Published in final edited form as: Proc SPIE Int Soc Opt Eng. 2019 Mar 15;10953:109530T. doi: 10.1117/12.2506032

A web-based system for statistical shape analysis in temporomandibular joint osteoarthritis

Loic Michoud a, Chao Huang b, Marilia Yatabe a, Antonio Ruellas a, Marcos Ioshida a, Beatriz Paniagua c, Martin Styner b, João Roberto Gonçalves d, Jonas Bianchi a,d, Lucia Cevidanes a, Juan-Carlos Prieto b
PMCID: PMC6494085  NIHMSID: NIHMS1021651  PMID: 31057201

Abstract

This study presents a web-system repository: Data Storage for Computation and Integration (DSCI) for Osteoarthritis of the temporomandibular joint (TMJ OA). This environment aims to maintain and allow contributions to the database from multi-clinical centers and compute novel statistics for disease classification. For this purpose, imaging datasets stored in the DSCI consisted of three-dimensional (3D) surface meshes of condyles from CBCT, clinical markers and biological markers in healthy and TMJ OA subjects. A clusterpost package was included in the web platform to be able to execute the jobs in remote computing grids. The DSCI application allowed runs of statistical packages, such as the Multivariate Functional Shape Data Analysis to compute global correlations between covariates and the morphological variability, as well as local p-values in the 3D condylar morphology. In conclusion, the DSCI allows interactive advanced statistical tools for non-statistical experts.

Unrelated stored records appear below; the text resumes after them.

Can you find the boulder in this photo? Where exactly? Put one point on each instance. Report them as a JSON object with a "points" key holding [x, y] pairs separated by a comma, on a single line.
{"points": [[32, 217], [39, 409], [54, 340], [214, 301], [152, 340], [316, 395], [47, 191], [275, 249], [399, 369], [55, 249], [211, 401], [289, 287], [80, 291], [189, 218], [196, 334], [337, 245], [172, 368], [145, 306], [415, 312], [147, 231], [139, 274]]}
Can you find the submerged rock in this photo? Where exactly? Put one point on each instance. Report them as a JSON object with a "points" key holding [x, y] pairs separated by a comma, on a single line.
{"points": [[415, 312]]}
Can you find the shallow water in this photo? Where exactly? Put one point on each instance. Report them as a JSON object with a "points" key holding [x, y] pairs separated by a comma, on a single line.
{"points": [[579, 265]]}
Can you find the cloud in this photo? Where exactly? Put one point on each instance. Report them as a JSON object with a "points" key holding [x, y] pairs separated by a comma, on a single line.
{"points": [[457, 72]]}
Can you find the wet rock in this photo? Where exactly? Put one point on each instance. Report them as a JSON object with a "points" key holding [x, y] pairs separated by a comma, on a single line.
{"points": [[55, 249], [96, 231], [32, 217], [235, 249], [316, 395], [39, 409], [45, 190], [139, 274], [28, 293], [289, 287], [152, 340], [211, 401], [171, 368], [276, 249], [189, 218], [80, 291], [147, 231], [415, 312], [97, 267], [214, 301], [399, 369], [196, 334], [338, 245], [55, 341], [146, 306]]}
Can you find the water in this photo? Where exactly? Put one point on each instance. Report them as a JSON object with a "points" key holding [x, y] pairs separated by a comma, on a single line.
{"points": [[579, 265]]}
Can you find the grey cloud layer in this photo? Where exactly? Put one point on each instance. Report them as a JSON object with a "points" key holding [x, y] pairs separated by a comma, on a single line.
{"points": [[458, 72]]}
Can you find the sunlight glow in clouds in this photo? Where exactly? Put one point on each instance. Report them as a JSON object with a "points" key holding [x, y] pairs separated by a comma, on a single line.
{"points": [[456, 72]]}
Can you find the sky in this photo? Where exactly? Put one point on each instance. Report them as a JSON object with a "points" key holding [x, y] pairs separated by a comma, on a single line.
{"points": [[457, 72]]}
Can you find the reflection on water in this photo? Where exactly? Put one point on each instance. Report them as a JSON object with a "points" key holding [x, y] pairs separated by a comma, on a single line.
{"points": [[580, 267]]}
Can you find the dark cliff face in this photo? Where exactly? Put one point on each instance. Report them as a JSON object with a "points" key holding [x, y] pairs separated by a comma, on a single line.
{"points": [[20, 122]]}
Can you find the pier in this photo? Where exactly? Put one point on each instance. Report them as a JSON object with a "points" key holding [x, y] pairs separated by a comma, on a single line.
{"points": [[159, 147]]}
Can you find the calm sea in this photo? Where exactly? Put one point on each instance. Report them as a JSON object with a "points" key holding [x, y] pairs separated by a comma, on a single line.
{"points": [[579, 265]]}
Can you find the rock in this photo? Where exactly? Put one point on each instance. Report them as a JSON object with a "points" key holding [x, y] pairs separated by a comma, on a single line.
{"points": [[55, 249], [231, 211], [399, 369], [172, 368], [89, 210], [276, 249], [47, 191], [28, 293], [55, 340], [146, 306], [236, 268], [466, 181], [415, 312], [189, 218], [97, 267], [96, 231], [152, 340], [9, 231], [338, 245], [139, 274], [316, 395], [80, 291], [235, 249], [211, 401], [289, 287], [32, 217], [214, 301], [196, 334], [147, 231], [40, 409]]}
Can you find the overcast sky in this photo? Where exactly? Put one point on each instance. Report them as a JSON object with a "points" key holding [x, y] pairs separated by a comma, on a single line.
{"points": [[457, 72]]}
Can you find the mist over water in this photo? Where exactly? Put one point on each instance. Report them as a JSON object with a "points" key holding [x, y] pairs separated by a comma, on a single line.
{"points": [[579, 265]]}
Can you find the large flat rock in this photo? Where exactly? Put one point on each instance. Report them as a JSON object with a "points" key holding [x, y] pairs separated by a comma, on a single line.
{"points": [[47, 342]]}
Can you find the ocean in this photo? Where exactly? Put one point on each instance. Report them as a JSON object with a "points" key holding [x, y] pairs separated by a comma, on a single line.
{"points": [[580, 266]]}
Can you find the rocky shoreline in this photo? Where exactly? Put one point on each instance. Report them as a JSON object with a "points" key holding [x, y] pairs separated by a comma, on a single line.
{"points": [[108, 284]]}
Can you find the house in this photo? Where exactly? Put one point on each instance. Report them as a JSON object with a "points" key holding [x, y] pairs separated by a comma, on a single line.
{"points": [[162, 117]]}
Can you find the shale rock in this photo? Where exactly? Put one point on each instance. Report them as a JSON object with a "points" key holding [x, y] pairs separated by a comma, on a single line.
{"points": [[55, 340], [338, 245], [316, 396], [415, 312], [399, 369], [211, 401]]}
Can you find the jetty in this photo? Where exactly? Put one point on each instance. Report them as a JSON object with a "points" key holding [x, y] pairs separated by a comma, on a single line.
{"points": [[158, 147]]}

Keywords: Web-platform, Biomarkers, Meshes, Statistics, Temporomandibular Joint Disorders, Osteoarthritis

1. INTRODUCTION

In the field of medical research, one of the main objectives is to develop tools that can be widely used by the greatest number of physician, dentists, researcher, and the general public1,2. It is therefore essential to make these new tool features accessible to all interest users. The most powerful algorithms used in medical/dental data processing, such as neural networks3 and shape statistic (Multivariate Functional Shape Data Analysis – MFSDA4), require very large sample sizes to be effective. Standardized protocols for collection of medical/dental data in different clinics or hospital are required to solve problems related to control of sample dimensionality and heterogenic. The first step in any study in a multitude of fields is to collect and store the large number of data of different types such as clinical, biological ad even 3D images. The Data Storage for Computation and Integration (DSCI) that we have created utilizes a database collected by clinicians researching temporomandibular joint (TMJ) osteoarthritis (OA). The security of the data is also a concern and while other technologies, such as Blockchain5, have been proposed as platforms for management of data collections in a secure environment, the current prototypes seem to be lees secure than our current database and we used a JSON web token6 that is a highly encrypted token. In addition, the cluster post technology is used to send tasks to remote servers such as the Umich Flux technology. It allows the users to send a big amount of computing tasks without having trouble with the run rime because that technology is much faster than standard computers. Our long-term goal is to create repositories for clinical studies maintaining the data in a distributed computational environment to allow contributions to the database for multi-clinical centers and to shares trained models for TMJ classification. The novel shape statistics requires advanced computational power and is accessible via the website, where it is possible to execute computing intensive task outside the clinical centers.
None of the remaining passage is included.